Dodatkowo Sąd Okręgowy w Białymstoku zarządził jeszcze rok więzienia w zawieszeniu na trzy lata dla oskarżonego. Powiedziano także, że oskarżony chętnie udzielał pomocy służbom, a jako że była to jego pierwsza  rozprawa, zasądzono łagodniejszy wyrok. I to właśnie na nim najbardziej miało zależeć obronie. Nie da się jednak zaprzeczyć, że zasądzona kara jest wyjątkowo dotkliwa. Można więc powiedzieć, że proces rozpowszechniania filmów i czerpania z tego korzyści, nie skończył się dla oskarżonego najlepiej. W procesie wzięto także pod uwagę to, że za zarobione na rozpowszechnianiu filmów pieniądze, oskarżony inwestował w nieruchomości oraz kryptowaluty.

Inni mają się czego obawiać?

Serwisów tego typu jest całkiem sporo i to nie tylko na polskich rynku.

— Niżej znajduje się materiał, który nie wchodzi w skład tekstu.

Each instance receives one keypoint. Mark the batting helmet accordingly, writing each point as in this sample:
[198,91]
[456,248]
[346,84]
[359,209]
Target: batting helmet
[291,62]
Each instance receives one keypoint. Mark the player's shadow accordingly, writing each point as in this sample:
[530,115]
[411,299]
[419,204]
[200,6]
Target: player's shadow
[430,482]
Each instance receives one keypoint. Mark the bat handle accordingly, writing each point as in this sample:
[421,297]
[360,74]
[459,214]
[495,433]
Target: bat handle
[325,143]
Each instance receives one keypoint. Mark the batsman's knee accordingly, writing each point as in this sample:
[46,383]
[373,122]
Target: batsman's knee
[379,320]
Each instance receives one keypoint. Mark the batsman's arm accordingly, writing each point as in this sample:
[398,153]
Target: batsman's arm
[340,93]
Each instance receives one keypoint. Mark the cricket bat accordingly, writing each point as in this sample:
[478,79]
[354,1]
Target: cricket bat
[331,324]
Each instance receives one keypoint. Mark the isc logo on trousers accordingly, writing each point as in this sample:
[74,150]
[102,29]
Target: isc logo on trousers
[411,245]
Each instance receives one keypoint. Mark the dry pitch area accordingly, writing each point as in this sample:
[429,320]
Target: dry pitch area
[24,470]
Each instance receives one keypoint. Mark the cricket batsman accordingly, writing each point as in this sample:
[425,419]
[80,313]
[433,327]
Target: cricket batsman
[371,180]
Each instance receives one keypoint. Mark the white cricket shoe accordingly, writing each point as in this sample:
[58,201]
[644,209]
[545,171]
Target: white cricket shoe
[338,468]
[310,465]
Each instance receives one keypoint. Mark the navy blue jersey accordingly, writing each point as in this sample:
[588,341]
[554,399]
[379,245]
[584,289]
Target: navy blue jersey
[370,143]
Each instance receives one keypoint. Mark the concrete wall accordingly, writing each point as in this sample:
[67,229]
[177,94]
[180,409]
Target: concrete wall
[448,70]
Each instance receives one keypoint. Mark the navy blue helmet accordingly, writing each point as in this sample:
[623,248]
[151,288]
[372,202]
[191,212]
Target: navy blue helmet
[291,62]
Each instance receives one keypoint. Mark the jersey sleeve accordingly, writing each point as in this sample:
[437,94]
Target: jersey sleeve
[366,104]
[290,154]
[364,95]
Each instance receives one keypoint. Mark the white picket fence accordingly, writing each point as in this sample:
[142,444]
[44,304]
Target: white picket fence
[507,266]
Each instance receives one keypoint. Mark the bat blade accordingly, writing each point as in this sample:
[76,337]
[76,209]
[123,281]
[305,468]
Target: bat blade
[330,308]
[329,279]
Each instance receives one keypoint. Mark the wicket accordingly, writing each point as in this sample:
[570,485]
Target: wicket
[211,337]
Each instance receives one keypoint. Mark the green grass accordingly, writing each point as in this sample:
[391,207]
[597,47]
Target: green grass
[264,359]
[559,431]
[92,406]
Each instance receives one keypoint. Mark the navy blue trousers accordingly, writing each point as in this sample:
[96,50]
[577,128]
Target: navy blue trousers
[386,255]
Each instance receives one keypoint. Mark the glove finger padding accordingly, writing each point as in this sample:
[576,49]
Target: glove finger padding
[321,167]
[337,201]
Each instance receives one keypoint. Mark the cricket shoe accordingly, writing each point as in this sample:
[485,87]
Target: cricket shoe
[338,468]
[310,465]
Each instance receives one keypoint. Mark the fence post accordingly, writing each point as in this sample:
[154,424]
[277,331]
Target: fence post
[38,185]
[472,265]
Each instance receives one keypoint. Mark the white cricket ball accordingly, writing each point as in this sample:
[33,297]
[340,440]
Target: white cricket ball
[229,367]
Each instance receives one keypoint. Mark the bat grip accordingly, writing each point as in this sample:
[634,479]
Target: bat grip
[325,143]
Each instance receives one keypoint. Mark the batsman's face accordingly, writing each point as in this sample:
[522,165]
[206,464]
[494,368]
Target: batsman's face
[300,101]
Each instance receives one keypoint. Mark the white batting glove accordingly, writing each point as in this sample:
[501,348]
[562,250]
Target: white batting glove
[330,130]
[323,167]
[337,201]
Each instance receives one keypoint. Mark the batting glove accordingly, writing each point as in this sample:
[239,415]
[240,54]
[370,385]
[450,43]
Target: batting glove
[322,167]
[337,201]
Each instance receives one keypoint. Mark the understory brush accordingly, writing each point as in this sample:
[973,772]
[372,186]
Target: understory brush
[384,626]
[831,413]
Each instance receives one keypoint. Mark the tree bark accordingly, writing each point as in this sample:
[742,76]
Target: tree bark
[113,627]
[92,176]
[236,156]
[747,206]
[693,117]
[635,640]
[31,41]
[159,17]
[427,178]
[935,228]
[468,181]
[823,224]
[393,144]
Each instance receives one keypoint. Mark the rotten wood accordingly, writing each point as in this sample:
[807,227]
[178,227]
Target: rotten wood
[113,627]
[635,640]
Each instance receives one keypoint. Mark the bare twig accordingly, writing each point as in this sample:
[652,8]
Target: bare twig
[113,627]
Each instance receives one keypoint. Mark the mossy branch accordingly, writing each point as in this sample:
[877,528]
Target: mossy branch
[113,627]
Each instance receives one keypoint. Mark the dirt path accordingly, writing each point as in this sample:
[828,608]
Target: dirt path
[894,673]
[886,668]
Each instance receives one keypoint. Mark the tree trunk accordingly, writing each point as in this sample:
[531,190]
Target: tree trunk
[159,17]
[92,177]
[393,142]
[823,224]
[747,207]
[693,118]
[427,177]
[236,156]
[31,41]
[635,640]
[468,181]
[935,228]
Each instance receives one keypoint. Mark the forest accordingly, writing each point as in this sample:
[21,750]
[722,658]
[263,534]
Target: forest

Jeżeli studia filmowe oraz dystrybutorzy wezmę się na poważnie za ściganie internetowych piratów, to niedługo sytuacja może się zmienić. Rynek VOD jest wyjątkowo silnie obsadzony, ale to nie przeszkadza w tym, by pojawiały się serwisy z pirackimi treściami. 48 milionów złotych kary może ostudzić zapał tych, którzy mieliby ochotę założyć własny serwis i na nim zarabiać. Nie podano, ile zarobił na całym procederze oskarżony. Możemy tylko przypuszczać, że znacznie mniej, niż wynosi zasądzona dla niego kara.